LEVANTAMENTO DE ESPÉCIES ARBÓREAS EXÓTICAS NO BAIRRO
JARDIM QUARENTA NO MUNICÍPIO DE CAMPINA GRANDE-PB
Josué Ferreira GUIMARÃES FILHO1; Nilene Rodrigues dos SANTOS2
1. Aluno do Curso de Licenciatura em Biologia da UVA/UNAVIDA. [email protected]
2. Orientador. Professora Dra. do curso de Biologia da UVA/UNAVIDA. [email protected]
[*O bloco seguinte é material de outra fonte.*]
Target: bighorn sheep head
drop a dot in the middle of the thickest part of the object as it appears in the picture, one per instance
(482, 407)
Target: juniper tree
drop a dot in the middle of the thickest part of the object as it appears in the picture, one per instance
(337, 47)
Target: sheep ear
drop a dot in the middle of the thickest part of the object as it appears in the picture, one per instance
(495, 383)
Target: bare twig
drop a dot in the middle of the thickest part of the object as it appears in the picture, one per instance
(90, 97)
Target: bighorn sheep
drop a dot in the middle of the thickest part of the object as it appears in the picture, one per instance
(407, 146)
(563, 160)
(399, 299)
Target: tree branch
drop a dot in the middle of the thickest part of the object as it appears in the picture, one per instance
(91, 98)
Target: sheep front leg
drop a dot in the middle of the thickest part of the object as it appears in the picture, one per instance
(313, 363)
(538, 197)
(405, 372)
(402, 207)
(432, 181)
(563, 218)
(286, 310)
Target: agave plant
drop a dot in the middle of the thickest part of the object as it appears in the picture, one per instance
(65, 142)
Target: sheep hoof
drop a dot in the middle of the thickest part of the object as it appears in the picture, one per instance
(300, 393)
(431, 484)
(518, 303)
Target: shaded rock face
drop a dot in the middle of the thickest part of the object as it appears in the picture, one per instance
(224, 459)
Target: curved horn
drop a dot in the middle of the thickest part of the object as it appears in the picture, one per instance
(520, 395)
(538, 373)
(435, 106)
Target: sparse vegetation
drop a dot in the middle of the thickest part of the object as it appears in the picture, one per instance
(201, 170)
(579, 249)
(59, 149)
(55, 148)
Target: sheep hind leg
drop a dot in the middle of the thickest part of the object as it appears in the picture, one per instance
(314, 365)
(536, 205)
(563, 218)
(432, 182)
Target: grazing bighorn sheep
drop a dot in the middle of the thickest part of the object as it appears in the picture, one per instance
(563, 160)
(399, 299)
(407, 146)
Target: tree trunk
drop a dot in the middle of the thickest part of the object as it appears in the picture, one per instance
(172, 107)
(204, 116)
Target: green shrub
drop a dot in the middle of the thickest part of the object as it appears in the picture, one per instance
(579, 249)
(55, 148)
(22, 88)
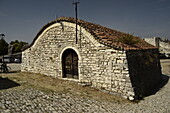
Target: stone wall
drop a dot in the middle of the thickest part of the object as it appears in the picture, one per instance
(145, 71)
(99, 66)
(164, 47)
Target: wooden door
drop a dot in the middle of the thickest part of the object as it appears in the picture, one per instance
(70, 64)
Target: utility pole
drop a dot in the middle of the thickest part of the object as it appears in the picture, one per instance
(75, 3)
(2, 36)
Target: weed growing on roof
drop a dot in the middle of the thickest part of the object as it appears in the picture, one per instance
(128, 39)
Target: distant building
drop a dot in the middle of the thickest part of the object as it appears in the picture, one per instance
(101, 57)
(162, 44)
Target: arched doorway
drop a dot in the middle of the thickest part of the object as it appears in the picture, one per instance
(70, 64)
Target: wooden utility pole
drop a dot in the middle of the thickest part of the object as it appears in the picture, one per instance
(75, 3)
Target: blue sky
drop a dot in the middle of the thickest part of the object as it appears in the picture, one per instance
(22, 19)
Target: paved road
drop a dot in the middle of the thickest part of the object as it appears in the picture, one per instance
(30, 100)
(15, 66)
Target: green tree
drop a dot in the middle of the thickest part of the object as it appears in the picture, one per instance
(3, 47)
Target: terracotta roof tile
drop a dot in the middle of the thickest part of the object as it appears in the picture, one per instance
(106, 36)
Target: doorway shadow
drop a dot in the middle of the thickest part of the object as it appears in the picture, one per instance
(6, 83)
Resumo: A introdução de espécies exóticas representam a segunda maior causa de perda da biodiversidade no planeta,
pois quando introduzidas em novos ambientes, elas se adaptam e ocupam o espaço de espécies nativas, produzindo
desequilíbrios muitas vezes irreversíveis ao ambiente. O trabalho teve como objetivo realizar um levantamento das
espécies arbóreas encontradas em vias públicas do bairro do Jardim Quarenta no município de Campina Grande-PB e
identificar quanto a sua origem nativa ou exótica ao ambiente em estudo. A pesquisa realizada foi do tipo descritiva e
com abordagem quali-quantitativa, sendo no período de junho á julho 2012 no bairro do Jardim Quarenta na cidade de
Campina Grande-PB. Foram realizadas visitas “in loco” percorrendo algumas ruas, sendo inventariadas todas as plantas
arbóreas existentes nos logradouros visitados, com registro fotográfico de algumas e revisão bibliográfica das plantas
encontradas, relacionadas à família, nome científico, origem: nativas ou exóticas e as características das espécies. De
acordo com os dados da distribuição espacial das espécies arbóreas nas vias publicas do bairro jardim quarenta no
município de Campina Grande-PB, foi possível verificar que de um total de 441 árvores cadastradas, 32 espécies são de
origem nativa do bioma Caatinga (7,5%), 15 de outros biomas do Brasil (3,4%) e 349 de origem exótica que
correspondem a 89,1 % das espécies encontradas. Das 441 unidades distribuídas, foi possível verificar 16 espécies e
observa-se a predominância da espécie exótica Ficus bejamina L. com cerca de 56,7%, do total, onde apenas 43,3% das
árvores arbóreas estão distribuídas entre as outras 15 espécies restantes. Mediante os resultados desse estudo pode-se
concluir que a frequência de espécies exóticas nas vias públicas no bairro Jardim Quarenta no município de Campina
Grande -PB é superior as espécies nativas ao ambiente, sendo necessário o aumento de plantio de espécies nativas
arbóreas em maior número e em maior diversidade na área em estudo.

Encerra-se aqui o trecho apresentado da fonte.